Quanto às interceptações telefônicas, a relatora destacou que a jurisprudência do STJ considera desnecessária a transcrição integral do material interceptado. Contudo, é imprescindível que, pelo menos em meio digital, a prova seja fornecida à parte em sua integralidade, com todos os áudios do período, sem possibilidade de qualquer seleção de trechos pelos policiais executores da medida.
Os impetrantes do Habeas Corpus contestaram a ausência, no DVD entregue à defesa, da integralidade do áudio das escutas e do conteúdo dos e-mails interceptados, mencionados nos relatórios e na representação policial.
O próprio STJ havia assegurado a alguns dos réus o acesso integral aos autos do inquérito. No entanto, parte das provas obtidas a partir da interceptação telemática foi apagada, ainda na Polícia Federal, e o conteúdo dos áudios telefônicos não foi disponibilizado da forma como captado, havendo descontinuidade nas conversas e na sua ordem.
A PF informou à Justiça que, ao contrário do que ocorre com a interceptação telefônica realizada por meio do sistema Guardião, ela não dispõe de equipamentos ou programas voltados à interceptação de e-mails. Por tal motivo, essas informações seriam disponibilizadas e armazenadas diretamente pelos provedores de internet — no caso, a Embratel.
A Embratel, por sua vez, informou que, para cumprir a ordem judicial de interceptação de e-mails, encaminhou à PF diretamente as contas-espelho criadas para a operação, de forma que fossem visualizados pelos policiais. Informou também que não foram mantidas cópias das mensagens, uma vez que a determinação judicial era apenas para desviar qualquer tráfego de dados telemáticos para um e-mail determinado pela autoridade policial.
Assim, esclareceu a PF, o conteúdo monitorado na interceptação telemática obtida através da Embratel “foi irremediavelmente perdido, pois o computador utilizado durante a investigação precisou ser formatado”.
“Como se viu, o material obtido por meio da interceptação telemática, vinculado ao provedor Embratel, foi extraviado, ainda na Polícia Federal, impossibilitando, tanto à defesa quanto à acusação, o acesso ao seu conteúdo”, afirmou a ministra Assusete Magalhães.

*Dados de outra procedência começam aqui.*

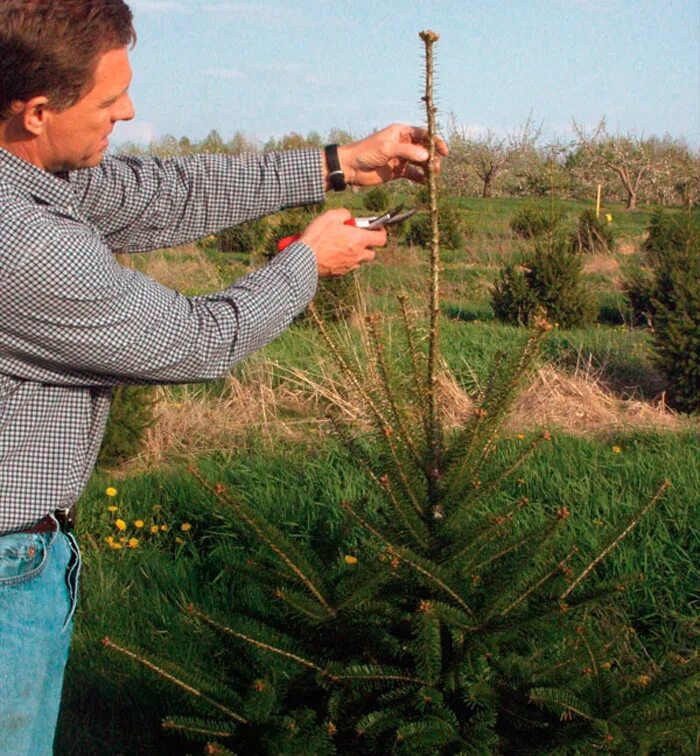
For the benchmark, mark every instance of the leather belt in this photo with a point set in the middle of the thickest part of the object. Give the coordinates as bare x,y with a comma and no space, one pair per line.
63,519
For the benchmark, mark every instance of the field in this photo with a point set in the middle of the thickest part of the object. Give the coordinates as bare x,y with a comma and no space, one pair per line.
263,431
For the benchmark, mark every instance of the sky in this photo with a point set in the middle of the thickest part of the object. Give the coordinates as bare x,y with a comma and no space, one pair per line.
271,67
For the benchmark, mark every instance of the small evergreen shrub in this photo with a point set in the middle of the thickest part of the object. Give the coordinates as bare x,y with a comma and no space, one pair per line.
376,199
131,415
593,234
549,278
668,234
638,286
676,311
529,223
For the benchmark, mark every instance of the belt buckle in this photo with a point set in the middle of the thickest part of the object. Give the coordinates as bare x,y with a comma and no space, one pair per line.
65,519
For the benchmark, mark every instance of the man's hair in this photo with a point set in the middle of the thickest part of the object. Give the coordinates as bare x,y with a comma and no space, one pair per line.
52,47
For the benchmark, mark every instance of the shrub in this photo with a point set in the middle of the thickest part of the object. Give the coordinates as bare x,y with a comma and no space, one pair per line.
549,278
638,286
676,311
668,234
376,199
529,223
593,234
131,415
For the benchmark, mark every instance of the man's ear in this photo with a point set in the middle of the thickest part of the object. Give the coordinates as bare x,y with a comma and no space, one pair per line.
33,113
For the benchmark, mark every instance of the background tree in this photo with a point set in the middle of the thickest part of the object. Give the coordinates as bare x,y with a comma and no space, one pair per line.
629,157
488,155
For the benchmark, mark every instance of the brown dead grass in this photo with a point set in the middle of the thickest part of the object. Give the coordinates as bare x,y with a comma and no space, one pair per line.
575,404
604,264
187,267
194,423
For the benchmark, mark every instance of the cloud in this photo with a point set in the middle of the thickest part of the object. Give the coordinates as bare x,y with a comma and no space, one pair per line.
141,132
158,6
224,73
264,15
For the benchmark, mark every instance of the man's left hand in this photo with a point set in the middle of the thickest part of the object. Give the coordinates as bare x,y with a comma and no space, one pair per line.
398,151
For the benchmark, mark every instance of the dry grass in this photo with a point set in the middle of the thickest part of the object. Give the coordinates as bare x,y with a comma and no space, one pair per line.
576,404
603,264
195,423
187,267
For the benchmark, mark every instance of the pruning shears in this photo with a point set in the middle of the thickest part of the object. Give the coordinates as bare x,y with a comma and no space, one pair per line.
389,218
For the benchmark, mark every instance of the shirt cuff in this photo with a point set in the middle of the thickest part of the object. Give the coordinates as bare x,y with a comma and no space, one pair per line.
300,260
301,174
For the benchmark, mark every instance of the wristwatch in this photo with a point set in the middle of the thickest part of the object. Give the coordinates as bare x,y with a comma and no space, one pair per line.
335,172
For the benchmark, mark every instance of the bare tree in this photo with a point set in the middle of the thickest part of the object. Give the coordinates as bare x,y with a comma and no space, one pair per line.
630,157
488,155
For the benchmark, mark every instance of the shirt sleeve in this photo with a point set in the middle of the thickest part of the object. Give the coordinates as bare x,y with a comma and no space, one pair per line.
138,204
72,315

Com a decisão, a Turma determinou ao juízo de primeiro grau que retirasse integralmente as provas anuladas do processo e que examinasse a existência de prova ilícita por derivação. Tudo deverá ser excluído da Ação Penal 0810486-27.2009.4.02.5101, em trâmite na 2ª Vara Federal Criminal da Seção Judiciária do Rio de Janeiro. Com informações da Assessoria de Imprensa do STJ.